Money, Sex, and Power: The Challenge of the Disciplined Life, by Richard J. Foster (Harper, 1985, 222 pp.; $12.95). Reviewed by David Neff.

Two years ago, Richard Foster told us his next book was going to be about poverty, chastity, and obedience. It is now here in the form of Money, Sex, and Power.

At the time, he said he was sure the threefold monastic vow dealt with the right things, but in the wrong way. The monastic way was a way of denial, a way of negating good things of God’s creation. Writing the book was his way of searching for an affirmative spiritual and scriptural approach to these areas of moral ambiguity and personal vulnerability.
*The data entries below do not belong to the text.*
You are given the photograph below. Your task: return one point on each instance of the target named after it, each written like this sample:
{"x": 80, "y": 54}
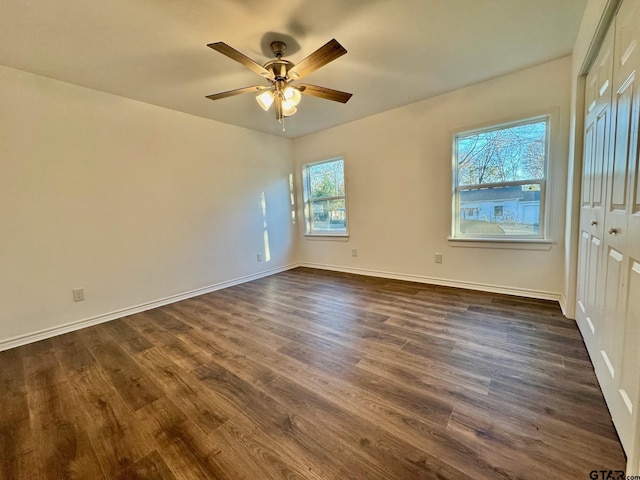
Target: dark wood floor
{"x": 311, "y": 375}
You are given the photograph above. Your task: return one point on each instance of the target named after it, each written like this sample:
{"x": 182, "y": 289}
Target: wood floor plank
{"x": 316, "y": 375}
{"x": 133, "y": 385}
{"x": 64, "y": 448}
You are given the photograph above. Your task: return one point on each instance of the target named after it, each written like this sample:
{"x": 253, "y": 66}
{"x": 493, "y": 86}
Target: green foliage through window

In place of the negative vows, Foster suggests constructive ones. Christians should not live by a vow of poverty, he says, but by a vow of simplicity. Likewise, the repressive vow of chastity should be replaced by the fulfilling vow of fidelity. And the vow of obedience, which eschews the exercise of power, should be replaced by a vow of service that puts power to good use.

Foster told CT he benefited greatly from reading those who take a strongly negative stance. For example, he relied heavily on Jacques Ellul’s Money and Power (IVP, 1984) for his insights into the ways money, as a spiritual power, can control us and distort our lives. But he refused to adopt Ellul’s unequivocal stance: that money is an actual spiritual power at odds with God.

Seeking a via media, Foster insists that only the perversion of money is wrong. Thus he writes: “The demon in money is greed.… The demon in sex is lust.… The demon in power is pride.”

But as Foster saunters down the median of life’s highway, he is being passed by traffic speeding in both directions. Although this volume is full of common sense and good advice, it lacks the power and direction of his previous books. In Celebration of Discipline and Freedom of Simplicity, Foster spoke powerfully with a single focus. In Money, Sex, and Power Foster seems to be seeking rather than pointing the way.